The Sarbanes-Oxley Act of 2002 must be complied with by all businesses. The main idea is to prevent fraud and put practices into place that protect businesses from such.


What is Sarbanes-Oxley?


Sarbanes-Oxley is an Act that consists of 11 titles and 66 sections. Sarbanes-Oxley requires businesses comply with a number of controls to prevent financial loss because of fraud and unnecessary spending.


History


Sarbanes-Oxley was drafted after the stock market disaster of the late 1990s, when investors lost trillions of dollars. During that time, a small number of individuals made billions at the expense of these investors.


Key Elements


Sarbanes-Oxley forces business to be accountable for their actions, and to take responsibility to ensure their business practices are sound through the implementation of internal procedures and controls.

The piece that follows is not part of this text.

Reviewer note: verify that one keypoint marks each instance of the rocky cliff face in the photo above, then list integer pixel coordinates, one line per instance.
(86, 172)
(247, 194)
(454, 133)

These procedures and controls are then tested by auditors for compliance, and reported upon.


Cost


The average cost of Sarbanes-Oxley compliance is $1.7 million. It is expected these costs will drop each year as companies become familiar with Sarbanes-Oxley practices and employ staff to handle it as a department.


Benefits


The overall purpose of Sarbanes-Oxley is to reduce corporate costs and prevent fraudulent business practices. Sarbanes-Oxley improves financial practices and makes a business more efficient over time.